Unfortunately, the semis did little to bolster the Old Economy. The Dow Jones Industrial Average (INDU) slipped 89.27 points, or 0.88 percent, to close at 10,013.47 after briefly piercing the psychologically significant 10,000-point level in late-afternoon trading. Weakness in retailers, cyclicals, oils and drugs kept the blue chip average in check for most of the day. Leading the downdraft were Home Depot (NYSE:HM), General Motors (NYSE:GM), Exxon Mobil (XOM), Merck & Co. (NYSE:MRK) and Johnson & Johnson (NYSE:JNJ).

Since I'm a half-full (as in the glass) kinda guy, at least we can take some solace that the INDU was able to hold 10,000.

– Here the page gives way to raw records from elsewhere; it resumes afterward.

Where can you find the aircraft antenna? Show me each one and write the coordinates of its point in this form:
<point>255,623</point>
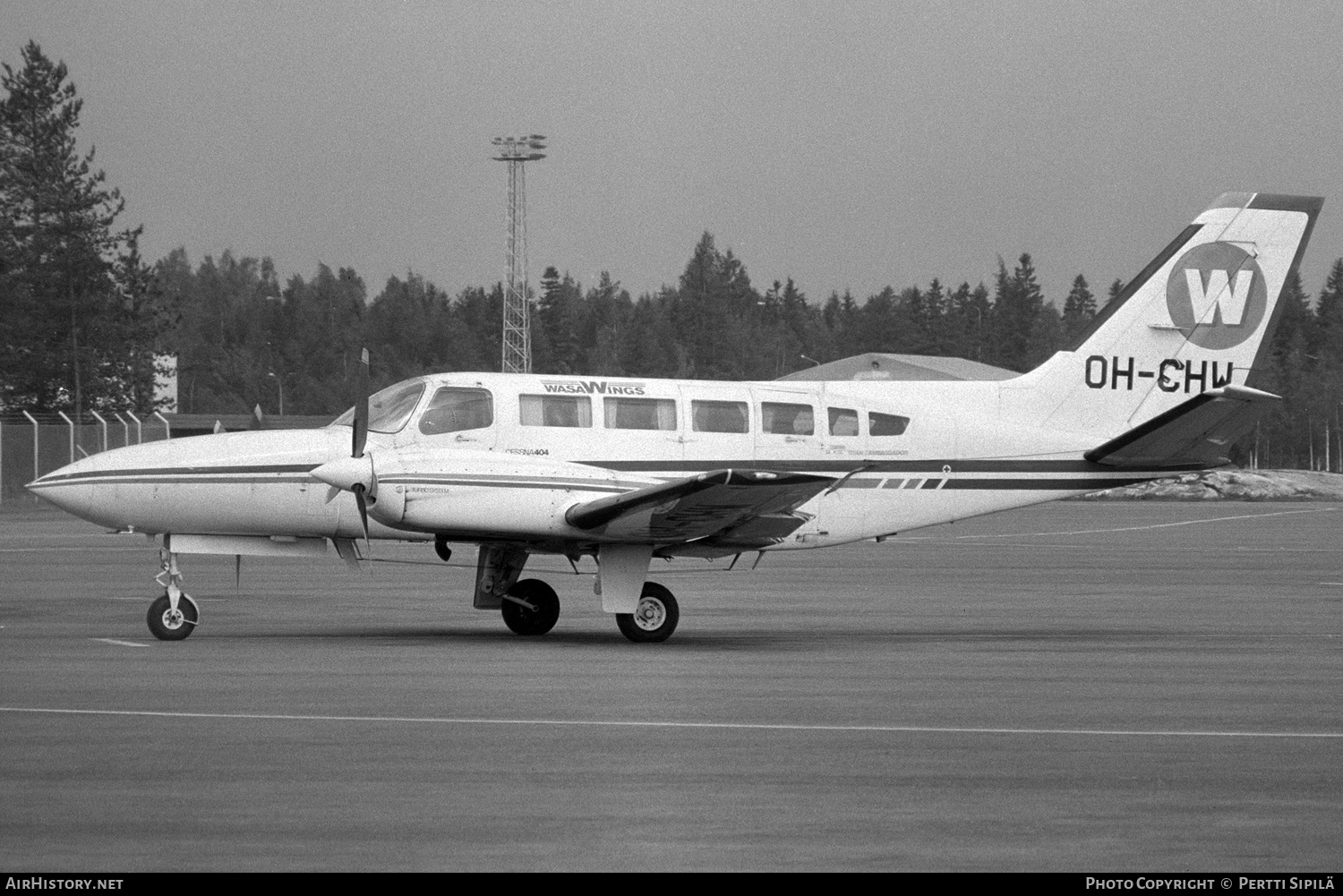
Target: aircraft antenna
<point>518,325</point>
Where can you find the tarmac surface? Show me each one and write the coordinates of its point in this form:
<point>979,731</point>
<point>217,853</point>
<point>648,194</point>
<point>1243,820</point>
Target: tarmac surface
<point>1074,687</point>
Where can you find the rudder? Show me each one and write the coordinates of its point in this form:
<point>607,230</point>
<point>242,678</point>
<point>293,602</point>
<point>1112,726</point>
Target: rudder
<point>1201,314</point>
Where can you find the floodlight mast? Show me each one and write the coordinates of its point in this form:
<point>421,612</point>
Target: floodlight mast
<point>518,325</point>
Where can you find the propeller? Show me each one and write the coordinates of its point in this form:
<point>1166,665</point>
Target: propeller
<point>360,438</point>
<point>355,474</point>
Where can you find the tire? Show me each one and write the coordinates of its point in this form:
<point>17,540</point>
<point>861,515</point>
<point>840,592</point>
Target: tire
<point>532,622</point>
<point>654,619</point>
<point>168,627</point>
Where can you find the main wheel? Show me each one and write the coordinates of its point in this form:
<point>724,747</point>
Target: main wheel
<point>167,624</point>
<point>532,622</point>
<point>653,619</point>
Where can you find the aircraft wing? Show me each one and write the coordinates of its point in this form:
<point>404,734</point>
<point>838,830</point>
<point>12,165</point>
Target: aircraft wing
<point>1197,432</point>
<point>757,504</point>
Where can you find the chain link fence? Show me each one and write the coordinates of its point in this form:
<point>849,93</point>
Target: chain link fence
<point>32,445</point>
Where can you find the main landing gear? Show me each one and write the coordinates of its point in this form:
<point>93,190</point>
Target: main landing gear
<point>653,619</point>
<point>531,608</point>
<point>172,616</point>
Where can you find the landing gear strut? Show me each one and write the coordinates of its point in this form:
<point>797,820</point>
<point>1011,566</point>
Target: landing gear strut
<point>653,619</point>
<point>174,614</point>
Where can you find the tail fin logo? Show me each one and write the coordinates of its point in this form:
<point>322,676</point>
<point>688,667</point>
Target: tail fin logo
<point>1216,293</point>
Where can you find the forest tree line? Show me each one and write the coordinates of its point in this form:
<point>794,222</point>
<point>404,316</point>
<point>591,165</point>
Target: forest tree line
<point>83,316</point>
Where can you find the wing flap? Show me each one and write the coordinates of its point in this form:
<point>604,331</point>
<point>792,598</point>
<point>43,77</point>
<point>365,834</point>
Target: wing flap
<point>1197,432</point>
<point>697,507</point>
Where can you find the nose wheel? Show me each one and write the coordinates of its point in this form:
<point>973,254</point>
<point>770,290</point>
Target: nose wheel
<point>174,614</point>
<point>654,617</point>
<point>168,622</point>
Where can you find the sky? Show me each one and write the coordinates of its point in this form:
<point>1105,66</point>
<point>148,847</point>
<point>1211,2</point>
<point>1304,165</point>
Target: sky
<point>846,145</point>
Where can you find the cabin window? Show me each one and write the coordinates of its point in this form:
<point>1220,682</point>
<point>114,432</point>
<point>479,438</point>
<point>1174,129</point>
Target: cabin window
<point>639,414</point>
<point>556,410</point>
<point>720,416</point>
<point>886,423</point>
<point>843,421</point>
<point>787,419</point>
<point>453,410</point>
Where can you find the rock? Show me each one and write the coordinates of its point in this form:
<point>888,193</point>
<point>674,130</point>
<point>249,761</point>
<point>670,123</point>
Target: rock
<point>1232,485</point>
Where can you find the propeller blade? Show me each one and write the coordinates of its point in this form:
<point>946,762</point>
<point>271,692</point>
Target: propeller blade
<point>363,516</point>
<point>360,407</point>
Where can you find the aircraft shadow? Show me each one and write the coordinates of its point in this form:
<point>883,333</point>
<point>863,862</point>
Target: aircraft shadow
<point>757,641</point>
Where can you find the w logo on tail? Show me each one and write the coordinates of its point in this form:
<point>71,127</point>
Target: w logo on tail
<point>1216,294</point>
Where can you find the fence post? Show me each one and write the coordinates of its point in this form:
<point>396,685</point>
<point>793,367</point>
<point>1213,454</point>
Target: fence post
<point>98,416</point>
<point>34,421</point>
<point>72,434</point>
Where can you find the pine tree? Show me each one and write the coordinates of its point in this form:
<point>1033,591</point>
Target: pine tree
<point>66,313</point>
<point>1079,309</point>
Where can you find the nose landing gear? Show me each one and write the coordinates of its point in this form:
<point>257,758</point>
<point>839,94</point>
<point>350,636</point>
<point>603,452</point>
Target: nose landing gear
<point>174,614</point>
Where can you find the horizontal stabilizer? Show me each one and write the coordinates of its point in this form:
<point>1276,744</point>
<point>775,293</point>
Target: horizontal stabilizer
<point>697,507</point>
<point>1195,432</point>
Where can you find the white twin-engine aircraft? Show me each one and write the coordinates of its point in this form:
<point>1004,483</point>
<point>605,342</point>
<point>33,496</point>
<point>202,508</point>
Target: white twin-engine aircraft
<point>628,471</point>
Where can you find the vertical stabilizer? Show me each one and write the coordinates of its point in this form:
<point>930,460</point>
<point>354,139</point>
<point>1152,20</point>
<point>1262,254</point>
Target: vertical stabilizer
<point>1200,316</point>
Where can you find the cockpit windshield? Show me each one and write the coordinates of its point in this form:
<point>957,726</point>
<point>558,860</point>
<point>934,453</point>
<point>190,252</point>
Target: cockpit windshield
<point>389,408</point>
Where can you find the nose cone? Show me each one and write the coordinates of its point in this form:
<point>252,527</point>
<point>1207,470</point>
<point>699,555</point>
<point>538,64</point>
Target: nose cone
<point>191,484</point>
<point>70,488</point>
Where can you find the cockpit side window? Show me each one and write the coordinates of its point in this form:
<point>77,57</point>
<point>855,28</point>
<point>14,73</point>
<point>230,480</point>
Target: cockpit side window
<point>389,408</point>
<point>886,423</point>
<point>453,410</point>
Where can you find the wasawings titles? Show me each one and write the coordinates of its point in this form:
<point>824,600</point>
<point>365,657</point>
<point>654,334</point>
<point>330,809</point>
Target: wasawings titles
<point>588,387</point>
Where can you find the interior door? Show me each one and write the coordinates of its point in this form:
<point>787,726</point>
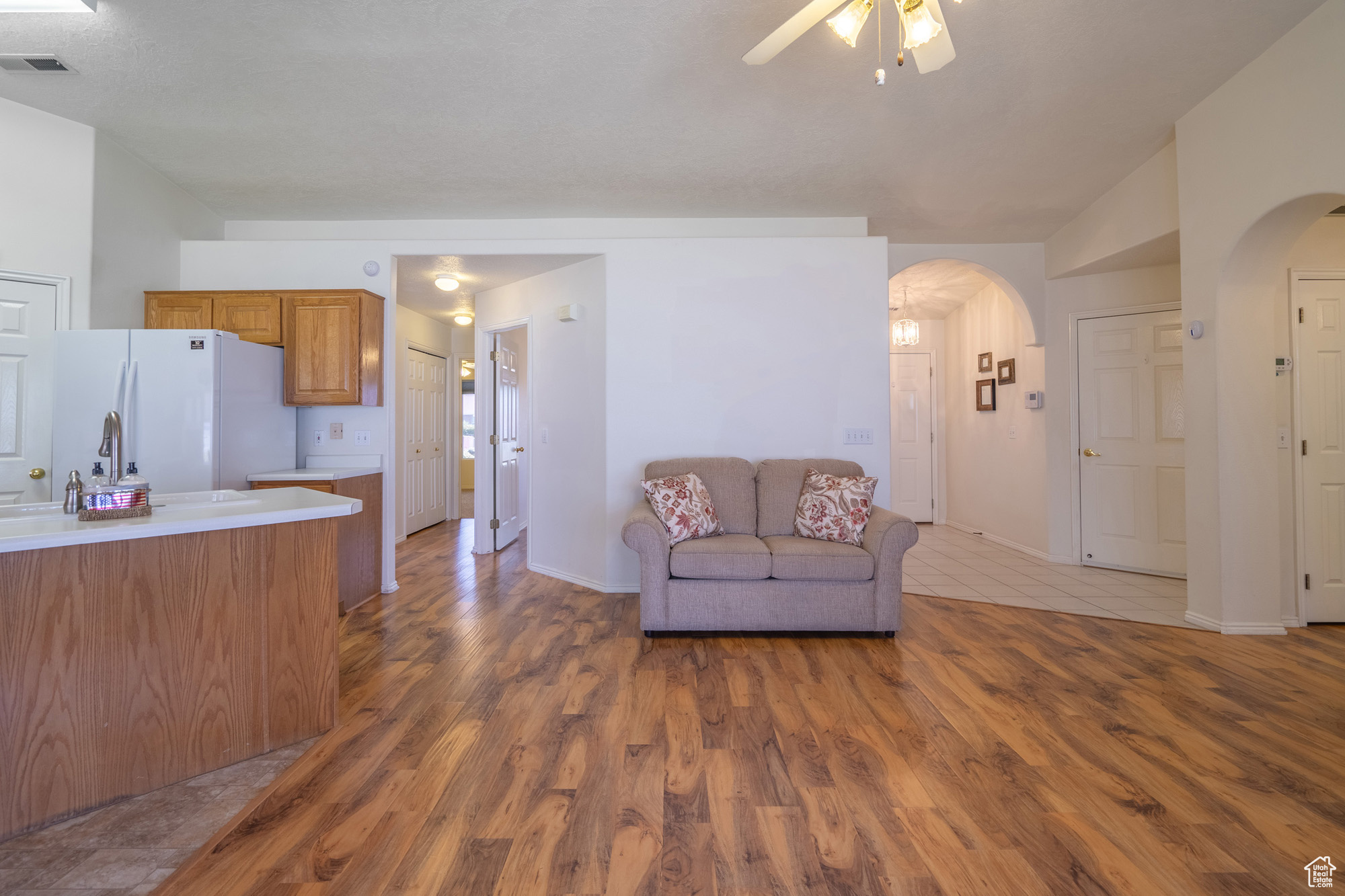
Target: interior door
<point>506,447</point>
<point>427,396</point>
<point>1132,466</point>
<point>28,323</point>
<point>1321,377</point>
<point>913,436</point>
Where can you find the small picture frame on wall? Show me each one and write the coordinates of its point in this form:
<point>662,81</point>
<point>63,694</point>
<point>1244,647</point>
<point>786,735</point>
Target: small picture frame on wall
<point>985,395</point>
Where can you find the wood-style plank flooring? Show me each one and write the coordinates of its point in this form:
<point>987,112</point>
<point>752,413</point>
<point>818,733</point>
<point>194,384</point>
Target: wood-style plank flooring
<point>504,732</point>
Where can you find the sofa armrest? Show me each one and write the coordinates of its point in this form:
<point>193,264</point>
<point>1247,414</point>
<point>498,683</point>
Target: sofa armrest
<point>646,534</point>
<point>888,536</point>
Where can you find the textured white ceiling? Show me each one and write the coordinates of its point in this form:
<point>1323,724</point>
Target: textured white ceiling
<point>935,288</point>
<point>337,110</point>
<point>416,275</point>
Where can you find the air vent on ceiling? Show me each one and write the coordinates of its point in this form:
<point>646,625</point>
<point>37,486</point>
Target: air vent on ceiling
<point>34,64</point>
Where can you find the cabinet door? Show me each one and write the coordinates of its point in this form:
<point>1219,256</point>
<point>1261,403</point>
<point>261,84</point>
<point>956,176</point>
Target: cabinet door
<point>254,315</point>
<point>322,348</point>
<point>180,311</point>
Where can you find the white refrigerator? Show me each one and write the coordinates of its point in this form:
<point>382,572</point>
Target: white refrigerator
<point>201,408</point>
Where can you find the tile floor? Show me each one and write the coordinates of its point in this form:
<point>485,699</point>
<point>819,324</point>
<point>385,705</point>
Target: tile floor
<point>128,848</point>
<point>949,563</point>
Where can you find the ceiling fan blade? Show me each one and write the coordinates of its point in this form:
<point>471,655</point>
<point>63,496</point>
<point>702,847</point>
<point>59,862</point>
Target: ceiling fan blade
<point>790,32</point>
<point>938,52</point>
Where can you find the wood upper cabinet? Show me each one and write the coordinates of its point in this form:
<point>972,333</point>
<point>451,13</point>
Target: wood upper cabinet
<point>254,315</point>
<point>334,343</point>
<point>180,311</point>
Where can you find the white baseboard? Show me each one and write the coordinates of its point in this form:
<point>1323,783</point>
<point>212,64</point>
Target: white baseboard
<point>1234,628</point>
<point>582,580</point>
<point>1031,552</point>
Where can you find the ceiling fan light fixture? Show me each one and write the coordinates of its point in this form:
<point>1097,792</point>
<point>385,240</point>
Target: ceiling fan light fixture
<point>921,26</point>
<point>849,21</point>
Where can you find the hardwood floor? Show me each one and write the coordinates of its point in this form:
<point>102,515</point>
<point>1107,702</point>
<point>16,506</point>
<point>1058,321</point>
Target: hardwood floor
<point>512,733</point>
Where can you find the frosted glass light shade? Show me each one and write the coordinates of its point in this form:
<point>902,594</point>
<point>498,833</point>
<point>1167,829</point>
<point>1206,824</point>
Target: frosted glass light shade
<point>849,21</point>
<point>922,28</point>
<point>906,333</point>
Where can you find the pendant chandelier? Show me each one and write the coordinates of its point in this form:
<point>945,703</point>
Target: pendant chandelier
<point>906,331</point>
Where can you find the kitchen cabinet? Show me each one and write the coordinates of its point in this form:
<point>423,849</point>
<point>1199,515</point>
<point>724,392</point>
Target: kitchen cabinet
<point>334,348</point>
<point>254,315</point>
<point>360,537</point>
<point>180,311</point>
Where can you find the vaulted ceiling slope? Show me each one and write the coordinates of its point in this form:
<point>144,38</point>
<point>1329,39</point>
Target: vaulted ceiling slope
<point>349,110</point>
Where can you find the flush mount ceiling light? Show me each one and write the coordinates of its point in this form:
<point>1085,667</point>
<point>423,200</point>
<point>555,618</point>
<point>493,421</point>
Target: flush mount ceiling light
<point>906,331</point>
<point>49,6</point>
<point>921,29</point>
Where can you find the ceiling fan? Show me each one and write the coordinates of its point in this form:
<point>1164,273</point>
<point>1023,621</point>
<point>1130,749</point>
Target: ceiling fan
<point>922,22</point>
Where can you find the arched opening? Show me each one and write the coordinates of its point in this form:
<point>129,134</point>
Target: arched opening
<point>1265,567</point>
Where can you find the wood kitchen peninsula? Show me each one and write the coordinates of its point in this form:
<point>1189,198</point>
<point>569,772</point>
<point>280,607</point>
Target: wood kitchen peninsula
<point>138,653</point>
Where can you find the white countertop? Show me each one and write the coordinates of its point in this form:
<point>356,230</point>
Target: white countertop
<point>32,526</point>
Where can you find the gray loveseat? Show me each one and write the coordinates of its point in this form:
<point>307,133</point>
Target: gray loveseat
<point>759,576</point>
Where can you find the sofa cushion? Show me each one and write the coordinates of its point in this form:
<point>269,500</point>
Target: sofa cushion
<point>722,557</point>
<point>812,560</point>
<point>732,486</point>
<point>778,486</point>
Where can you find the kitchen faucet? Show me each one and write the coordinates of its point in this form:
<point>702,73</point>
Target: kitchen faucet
<point>111,447</point>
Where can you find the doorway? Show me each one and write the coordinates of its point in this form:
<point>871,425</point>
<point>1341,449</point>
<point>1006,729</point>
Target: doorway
<point>1132,442</point>
<point>427,444</point>
<point>33,307</point>
<point>913,435</point>
<point>1317,306</point>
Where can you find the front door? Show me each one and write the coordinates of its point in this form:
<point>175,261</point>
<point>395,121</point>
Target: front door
<point>28,323</point>
<point>1133,463</point>
<point>427,451</point>
<point>506,446</point>
<point>913,436</point>
<point>1323,447</point>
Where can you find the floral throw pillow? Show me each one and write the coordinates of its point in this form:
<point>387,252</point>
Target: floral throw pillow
<point>835,507</point>
<point>684,505</point>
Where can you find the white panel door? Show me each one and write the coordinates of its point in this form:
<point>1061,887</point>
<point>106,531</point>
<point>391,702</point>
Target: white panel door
<point>506,446</point>
<point>1321,376</point>
<point>28,323</point>
<point>427,450</point>
<point>913,436</point>
<point>1132,466</point>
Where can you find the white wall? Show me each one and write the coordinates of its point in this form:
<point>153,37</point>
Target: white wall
<point>996,483</point>
<point>1066,296</point>
<point>139,222</point>
<point>46,200</point>
<point>1260,162</point>
<point>567,391</point>
<point>1133,225</point>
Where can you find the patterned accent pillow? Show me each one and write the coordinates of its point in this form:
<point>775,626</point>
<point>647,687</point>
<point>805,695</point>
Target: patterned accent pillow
<point>835,507</point>
<point>684,505</point>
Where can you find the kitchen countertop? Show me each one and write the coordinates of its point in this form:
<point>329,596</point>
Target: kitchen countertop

As for earnings news, Yahoo! (Nasdaq:YHOO) shares dipped $0.16 to $15.86 after the Internet portal king reported earnings of $11.5 million, or $0.02 a share, in the first quarter compared to the First Call lowered estimate for a profitless quarter. Yahoo also reported that it will fire (I think I prefer Cisco's euphemism of "involuntary attrition") about 420 of its 3,510 employees.

Another tech company beating lowered estimates was Redback Networks (Nasdaq:RBAK), which reported a first-quarter loss of $0.13 a share compared to the First Call estimate for a loss of $0.15. Unfortunately, Redback's record-beating performance did little for its share price. The company's shares closed down $0.10 to $15.84 during the regular trading session.

The earnings news wasn't entirely bleak, though. After the close, Research In Motion (Nasdaq:RIMM) reported it had earned $8.3 million, or S0.10 a share, for the quarter that ended February 28. That's a huge increase from its earnings of $3.2 million, or 4 cents per share, for the same period last year. What's more, First Call had expected earning of $0.07 a share. In regular trading, RIMM shed $2.82, or 11 percent, to close at $21.93. However, in after-hours trading, RIMM soared nearly 30 percent to $28.45.

I've been preaching in these commentaries for the past month that it wouldn't take much good news to get these tech stocks moving higher again. To that end, RIMM is a perfect example. Traders are willing to buy earnings beaters if given the chance.

However, before anyone mortgages the home or hocks the kids for cash to sink into the tech sector, just keep in mind that technology companies are expected to report a 37 percent decrease in first-quarter profits, a 36 percent decline in the second quarter, a 25 percent drop in the third quarter and 1 percent decline in the fourth quarter, according to First Call. In other words, tread carefully because there are still plenty of earnings disappointments in the waiting.

Nevertheless, I think the worst is over. In fact, I think that 1,500 is out of the picture at this point -- there's just not enough bad news left to punish the COMPX much more. However, that doesn't mean that the index might not test 1,600 again, because it could. The COMPX is getting close to challenging resistance of 1,975. I think if it spends too many days banging its head against this level without closing above it traders could become frustrated and start selling again.

As for the Old Economy issues, I think they are in more danger of being sold off than the New Economy issues are, particularly if the INDU can't hold 10,000. In fact, the INDU could run into heavy resistance at 10,300. Like the COMPX, if the INDU spends too much time trying to close above resistance, traders will likely be inclined to sell.

In the meantime, keep an eye on the Splittrader Current Play list. If I may indulge in a little hubris, we've done a good job of staying on top of this market for the past six months, and we intend to keep doing so for the next six months.

S.P. Brown
Editor
www.Splittrader.com

Editor's Note:

If you have not seen the Weather Channel today, you may not be aware that Denver was hit with a nasty snowstorm. The heavy spring snow knocked out power across much of the Denver metropolitan area. Unfortunately, the Splittrader home office was hit by the power outage, so we have been unable to update the site all day. We apologize for any inconvenience our down time may have caused you.